Premièrement, selon la charia, pour qu'une monnaie soit reconnue, elle doit être émise par l'État et bénéficier de sa garantie et de sa protection.
Le bitcoin ne possède aucune des caractéristiques d'une monnaie nationale. En effet, il s'agit d'une monnaie virtuelle décentralisée, sans garantie des autorités publiques, non protégée par les lois financières, sans actif concret. Sa valeur peut fluctuer brusquement à tout moment, ce qui peut causer des pertes importantes aux personnes. Abou Ali Hassan at-Toussi a dit : « Pendant des siècles, le droit d'émettre de la monnaie n'a jamais été accordé à d'autres qu'au souverain » (Sayru al-muluk, p. 233).
Deuxièmement, les opérations liées au bitcoin se déroulent souvent de manière cachée. Cela peut mener à la tromperie et à la fraude, ce qui est interdit par la charia.

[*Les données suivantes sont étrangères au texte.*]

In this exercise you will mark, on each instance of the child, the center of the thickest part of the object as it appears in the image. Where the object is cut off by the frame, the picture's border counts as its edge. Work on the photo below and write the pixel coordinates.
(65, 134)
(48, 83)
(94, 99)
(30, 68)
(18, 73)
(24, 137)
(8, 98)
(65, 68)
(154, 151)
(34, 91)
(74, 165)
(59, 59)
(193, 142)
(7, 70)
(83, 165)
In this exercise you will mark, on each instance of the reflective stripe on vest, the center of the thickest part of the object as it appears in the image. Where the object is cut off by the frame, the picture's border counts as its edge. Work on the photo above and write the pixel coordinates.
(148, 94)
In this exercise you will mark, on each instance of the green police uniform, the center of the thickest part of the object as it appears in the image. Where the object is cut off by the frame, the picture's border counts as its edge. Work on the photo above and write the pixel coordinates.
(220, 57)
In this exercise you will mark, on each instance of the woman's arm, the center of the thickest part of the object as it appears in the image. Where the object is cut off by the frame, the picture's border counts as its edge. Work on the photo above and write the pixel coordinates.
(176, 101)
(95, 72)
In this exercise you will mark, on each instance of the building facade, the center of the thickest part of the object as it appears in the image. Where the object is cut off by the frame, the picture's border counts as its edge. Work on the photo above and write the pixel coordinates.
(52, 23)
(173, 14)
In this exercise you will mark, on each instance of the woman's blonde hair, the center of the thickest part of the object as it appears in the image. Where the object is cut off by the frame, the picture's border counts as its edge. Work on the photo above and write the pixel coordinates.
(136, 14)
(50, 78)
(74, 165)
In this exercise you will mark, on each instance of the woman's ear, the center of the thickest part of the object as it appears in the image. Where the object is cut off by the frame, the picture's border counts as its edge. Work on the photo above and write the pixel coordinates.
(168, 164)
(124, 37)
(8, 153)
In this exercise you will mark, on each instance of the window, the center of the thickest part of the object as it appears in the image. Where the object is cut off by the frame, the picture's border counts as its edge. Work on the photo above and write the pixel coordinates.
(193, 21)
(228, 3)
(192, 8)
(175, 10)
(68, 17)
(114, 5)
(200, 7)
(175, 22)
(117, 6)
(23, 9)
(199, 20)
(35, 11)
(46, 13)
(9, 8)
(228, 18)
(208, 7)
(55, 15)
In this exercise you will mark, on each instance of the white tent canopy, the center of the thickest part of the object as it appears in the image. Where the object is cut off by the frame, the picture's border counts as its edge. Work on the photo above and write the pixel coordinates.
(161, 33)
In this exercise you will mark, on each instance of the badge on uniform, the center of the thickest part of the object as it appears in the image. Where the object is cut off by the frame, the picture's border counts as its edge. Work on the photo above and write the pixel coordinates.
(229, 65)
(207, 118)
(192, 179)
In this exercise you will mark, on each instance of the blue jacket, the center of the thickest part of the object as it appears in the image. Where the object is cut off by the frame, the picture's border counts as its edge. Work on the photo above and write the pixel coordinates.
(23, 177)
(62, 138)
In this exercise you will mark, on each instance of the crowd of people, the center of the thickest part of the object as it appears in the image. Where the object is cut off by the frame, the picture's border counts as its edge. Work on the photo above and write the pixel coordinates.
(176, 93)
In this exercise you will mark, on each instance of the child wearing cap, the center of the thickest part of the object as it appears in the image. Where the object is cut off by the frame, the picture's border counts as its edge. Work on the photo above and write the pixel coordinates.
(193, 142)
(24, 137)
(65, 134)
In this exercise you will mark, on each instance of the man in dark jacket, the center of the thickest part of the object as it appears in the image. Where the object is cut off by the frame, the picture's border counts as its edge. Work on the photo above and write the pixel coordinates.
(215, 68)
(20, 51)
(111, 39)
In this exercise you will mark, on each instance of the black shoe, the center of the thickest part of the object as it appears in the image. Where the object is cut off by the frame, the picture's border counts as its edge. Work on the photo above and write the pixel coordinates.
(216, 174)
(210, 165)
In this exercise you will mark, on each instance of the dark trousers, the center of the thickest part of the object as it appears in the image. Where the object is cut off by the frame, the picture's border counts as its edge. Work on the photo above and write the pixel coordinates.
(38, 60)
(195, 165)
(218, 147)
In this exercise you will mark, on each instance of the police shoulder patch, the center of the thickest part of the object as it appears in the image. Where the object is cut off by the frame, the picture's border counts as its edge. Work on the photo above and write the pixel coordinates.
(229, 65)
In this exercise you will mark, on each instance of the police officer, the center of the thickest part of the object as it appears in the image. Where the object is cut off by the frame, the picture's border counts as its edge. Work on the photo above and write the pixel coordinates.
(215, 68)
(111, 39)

Allah le Très-Haut dit dans le Coran : « Ô vous qui croyez ! Ne vous appropriez pas injustement les biens d'autrui, sauf si c'est par un commerce conclu d'un commun accord entre vous » (Sourate An-Nisa, verset 29).
Le Prophète (صلى الله عليه وسلم) a interdit les transactions comportant une incertitude excessive (gharar) (rapporté par Muslim).
Troisièmement, le bitcoin, que ce soit comme monnaie ou comme marchandise, échappe au contrôle des autorités responsables. Cela peut nuire à l'économie nationale et entraîner une instabilité sociale.
Le Prophète (صلى الله عليه وسلم) a dit : « Il ne faut ni se nuire à soi-même, ni nuire à autrui » (rapporté par Ahmad).
Des institutions majeures telles que le Comité des fatwas d'Égypte et le Conseil de la fatwa des musulmans d'Eurasie ont également interdit l'utilisation du bitcoin.